Rubio went a step further. “After 10 years on the work permit, I personally am open to — after the 10 years have expired — to allowing people to apply for a green card, just through the normal process that anyone else would use.”
That means Rubio still broadly backs one of the most hotly debated portions of a 2013 immigration bill that passed the Senate overwhelmingly but could not get through the Republican-controlled House. Rubio helped author the legislation, but later dismissed it as politically unsustainable.
Rubio’s position on immigration reform has been a famously moving target since 2013, when an immigration reform bill he hammered out with input from both sides of the U.S. Senate was pronounced DOA in the Republican-controlled House. In the face of furious objections from the anti-immigrant wing of the Republican Party, Rubio abandoned the legislation he had previously worked to pass. On the campaign trail as a Republican presidential candidate, Rubio has tried hard to keep up with his opponents’ free-wheeling demagoguery of immigrants while keeping the door open to moderating on the issue for a general election audience Etch-a-Sketch style.

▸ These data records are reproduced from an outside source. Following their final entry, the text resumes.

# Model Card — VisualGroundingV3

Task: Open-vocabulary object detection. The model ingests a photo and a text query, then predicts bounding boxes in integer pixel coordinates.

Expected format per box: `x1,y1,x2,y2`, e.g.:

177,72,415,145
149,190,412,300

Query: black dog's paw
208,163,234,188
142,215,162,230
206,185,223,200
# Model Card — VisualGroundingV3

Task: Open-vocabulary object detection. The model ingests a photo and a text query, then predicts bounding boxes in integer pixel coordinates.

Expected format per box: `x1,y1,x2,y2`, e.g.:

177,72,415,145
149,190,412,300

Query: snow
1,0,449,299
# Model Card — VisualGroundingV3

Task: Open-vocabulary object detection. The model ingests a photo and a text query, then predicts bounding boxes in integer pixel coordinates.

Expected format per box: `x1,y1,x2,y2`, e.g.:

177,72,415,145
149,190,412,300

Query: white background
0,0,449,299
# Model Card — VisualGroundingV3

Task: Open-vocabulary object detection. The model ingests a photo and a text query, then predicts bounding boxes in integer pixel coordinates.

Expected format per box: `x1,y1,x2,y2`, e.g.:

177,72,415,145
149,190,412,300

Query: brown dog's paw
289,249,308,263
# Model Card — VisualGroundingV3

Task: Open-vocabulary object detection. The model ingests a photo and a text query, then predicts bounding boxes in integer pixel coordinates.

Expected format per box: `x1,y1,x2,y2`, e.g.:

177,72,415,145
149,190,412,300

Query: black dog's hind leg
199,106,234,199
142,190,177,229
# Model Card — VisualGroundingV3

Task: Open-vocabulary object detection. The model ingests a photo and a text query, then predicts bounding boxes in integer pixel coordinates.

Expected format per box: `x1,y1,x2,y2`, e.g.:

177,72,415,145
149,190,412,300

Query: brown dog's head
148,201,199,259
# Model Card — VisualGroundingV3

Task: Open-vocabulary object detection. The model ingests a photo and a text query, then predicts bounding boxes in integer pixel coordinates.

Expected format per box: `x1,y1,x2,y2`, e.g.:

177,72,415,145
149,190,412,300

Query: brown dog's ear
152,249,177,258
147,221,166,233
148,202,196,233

That’s how you get Rubio telling NPR today that he would keep some kind of path to citizenship for undocumented immigrants open, even as he says he would close down President Barack Obama’s DACA program meant to protect thousands of childhood-arrival immigrants from deportation. To be honest, we don’t see how Rubio is going to be able to keep these contradictions from breaking down eventually. But with Rubio trying to position himself as the alternative to the Trump/Carson sideshow that’s presently dominating the Republican primary, he needs to be able to say something.
The real loser in this back-and-forth may not be Rubio, but swing Republicans like Rep. Mike Coffman–who have been dancing between the GOP base’s hard line on immigration, and the needs of a diverse constituency that includes a large immigrant population with and without documentation. Even Coffman’s recent “moderated” opinion on immigration doesn’t go nearly as far as Rubio says today he would. In 2010, Coffman said flat-out that the DREAM Act “would be a nightmare for the American people.” Coffman’s most recent statements about undocumented students and/or military eligible recruits are best described as purposefully confusing, but Coffman certainly has not come out in favor of a path to citizenship for undocumented adults–even a “very long path.”
Up to now, Coffman has been able to use Rubio’s immigration reform bill, more to the point its death, as a means to obfuscate his shifting position on a very delicate issue. The trouble now is that Rubio is under a harsher spotlight then ever before as a presidential candidate, and is going to be forced to spell out clearly once and for all what his agenda on immigration actually is.
And that’s going to leave Mike Coffman with no place to hide.